# People Magazine full page Kindle Feature



## Patrizia (Oct 29, 2008)

just got the new People Magazine (the late Natasha Richardson is on the cover) which hit news stands today. I flipped over to the book section and LO and Behold the first review featured was NOT a book but the Kindle. The entire page was dedicated to the device.

The author claims she was somewhat dubious about this thing and now she is hooked! (we all know that feeling)

Anyway if you want to sneak a peak at the news stand it is on page 53

For those of you that don't get the magazine I will try to find the online article when I get a chance.. but it was quite a suprise to find it leading the book section!


----------



## pomlover2586 (Feb 14, 2009)

Very cool!


----------



## Wunderkind (Jan 14, 2009)

Thanks for the heads up!
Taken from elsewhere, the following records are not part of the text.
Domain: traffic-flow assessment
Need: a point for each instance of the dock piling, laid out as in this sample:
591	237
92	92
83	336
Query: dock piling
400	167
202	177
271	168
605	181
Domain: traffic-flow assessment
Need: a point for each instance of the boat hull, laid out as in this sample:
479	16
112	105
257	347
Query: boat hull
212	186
I'll be sure to look for it when I get it this evening.


----------



## cincinnatideb (Mar 7, 2009)

Oh good,  I'll have to have a peek at that.

Wow....is that a seriously fast cover story on Natasha Richardson?  I know they (media) are ready and waiting for these things.  But.  Wow.

Deb


----------



## Patrizia (Oct 29, 2008)

Deb

Well if you think about it, she had the accident on Monday..they were doing coverage since then.. I understand they go to print on Weds.. and sadlly its the timing,.. she was already brain dead Tuesday this article mentions  they are saying goodbye since she officially was not  pronounced dead until Weds. 
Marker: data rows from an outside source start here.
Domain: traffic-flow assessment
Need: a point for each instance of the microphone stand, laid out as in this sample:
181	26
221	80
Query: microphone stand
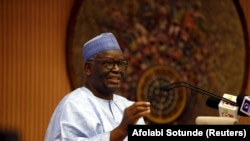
197	89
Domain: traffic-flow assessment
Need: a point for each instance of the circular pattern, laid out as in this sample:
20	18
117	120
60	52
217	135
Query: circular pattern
165	106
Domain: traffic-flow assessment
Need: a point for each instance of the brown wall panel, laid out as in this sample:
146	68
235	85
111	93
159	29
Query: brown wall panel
33	69
33	74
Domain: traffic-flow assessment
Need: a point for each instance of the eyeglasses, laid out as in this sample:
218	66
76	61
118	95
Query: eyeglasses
109	63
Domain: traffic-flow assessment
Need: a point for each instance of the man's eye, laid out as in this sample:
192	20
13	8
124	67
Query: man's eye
108	62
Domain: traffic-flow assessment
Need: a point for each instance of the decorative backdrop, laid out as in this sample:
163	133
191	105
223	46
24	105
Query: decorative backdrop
197	41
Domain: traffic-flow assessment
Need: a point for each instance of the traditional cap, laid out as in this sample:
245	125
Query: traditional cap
100	43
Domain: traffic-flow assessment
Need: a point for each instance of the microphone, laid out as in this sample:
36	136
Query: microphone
212	120
245	106
216	103
197	89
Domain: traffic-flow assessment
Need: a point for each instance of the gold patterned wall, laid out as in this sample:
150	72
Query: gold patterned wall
33	74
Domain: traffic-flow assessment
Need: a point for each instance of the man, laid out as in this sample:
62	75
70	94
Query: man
94	111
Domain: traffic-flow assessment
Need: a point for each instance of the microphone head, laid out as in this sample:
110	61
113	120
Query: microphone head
212	120
214	103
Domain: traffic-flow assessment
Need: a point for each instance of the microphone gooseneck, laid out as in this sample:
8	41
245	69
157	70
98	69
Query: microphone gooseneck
197	89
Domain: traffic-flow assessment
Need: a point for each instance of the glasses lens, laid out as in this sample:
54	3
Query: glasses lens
123	64
109	64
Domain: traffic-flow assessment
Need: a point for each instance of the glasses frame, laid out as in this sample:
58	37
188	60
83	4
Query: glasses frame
107	63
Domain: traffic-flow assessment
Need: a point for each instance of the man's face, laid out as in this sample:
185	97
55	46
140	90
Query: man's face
107	71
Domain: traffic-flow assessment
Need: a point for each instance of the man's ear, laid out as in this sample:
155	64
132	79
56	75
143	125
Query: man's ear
87	68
She fell Monday, by Monday night earlly Tuesday they were saying she was gone, they flew her back to NY so the family could say goodbye.. they pretty much realized there was nothing that could be done at that point.  
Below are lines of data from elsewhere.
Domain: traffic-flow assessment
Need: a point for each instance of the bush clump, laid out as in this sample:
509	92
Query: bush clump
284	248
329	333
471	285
If this would have happened on Weds they would not have been able to get it to press that fast.

The entire thing it just tragic.


----------



## Leslie (Apr 7, 2008)

Remember that Heath Ledger was found dead at 3:22 pm on Tuesday, January 22 and was on the cover of People that Friday. So sad.

And Natasha Richardson's death is sad and tragic, too.

I just searched the People.com website and didn't find the Kindle article. It must be a print-only one.

L


----------



## cincinnatideb (Mar 7, 2009)

Patrizia,

You're right.  I had forgotten about the brain dead timing.  The whole story keeps passing through my mind....quite the reminder of how fleeting or how quickly life can change.

But back on topic, I've been avoiding grocery shopping this week so maybe I'll treat myself to the People magazine.  I work best with a bribe  

Deb


----------



## Patrizia (Oct 29, 2008)

not sure if it hits the news stands today or tomorrow.. I get a subscription which usually arrives by Friday.. I too searched for the article online.. couldnt' find it either..I KNOW i have found the book section before on the website so I will keep at it


----------



## kindlek (Nov 12, 2008)

Time magazine downloaded on my Kindle today, there's an article in there about it also.


----------



## Betsy the Quilter (Oct 27, 2008)

Leslie, 

you might check last week or the week's before People magazine, at the library or your doctor's office...Hugh was the subject of the crossword puzzle

Betsy


----------



## davem2bits (Feb 2, 2009)

kindlek said:


> Time magazine downloaded on my Kindle today, there's an article in there about it also.


Which "it"? Kindle or death of Natasha Richardson?


----------



## Kind (Jan 28, 2009)

Cool, the word is spreading!


----------



## Esther (Dec 21, 2008)

Patrizia said:


> not sure if it hits the news stands today or tomorrow.. I get a subscription which usually arrives by Friday.. I too searched for the article online.. couldnt' find it either..I KNOW i have found the book section before on the website so I will keep at it


Today. I just got back from the grocery store--It was on the checkout stands.


----------



## Abby (Feb 7, 2009)

cincinnatideb said:


> Oh good, I'll have to have a peek at that.
> 
> Wow....is that a seriously fast cover story on Natasha Richardson? I know they (media) are ready and waiting for these things. But. Wow.
> 
> Deb


I saw someone from People (editor, publisher? I can't remember) on Larry King on Wednesday night just after Natasha Richardson's death was announced. He was already scheduled to be on Larry King to talk about the accident. He said that they already had an article in the works about her accident and injury. The article in the magazine to go on sale on Friday would be about that and not her death since they went to press on Wednesday before she had passed away.


----------



## kindlek (Nov 12, 2008)

davem2bits said:


> Which "it"? Kindle or death of Natasha Richardson?


Take your pick......they were both mentioned.


----------



## Cherie (Feb 3, 2009)

Leslie said:


> I just searched the People.com website and didn't find the Kindle article. It must be a print-only one.


An article about Kindle is only available on paper?


----------



## Leslie (Apr 7, 2008)

Cherie said:


> An article about Kindle is only available on paper?


My husband is at the store right now and People magazine is on the shopping list.

L


----------



## geko29 (Dec 23, 2008)

Leslie said:


> I just searched the People.com website and didn't find the Kindle article. It must be a print-only one.


Talk about irony!!


----------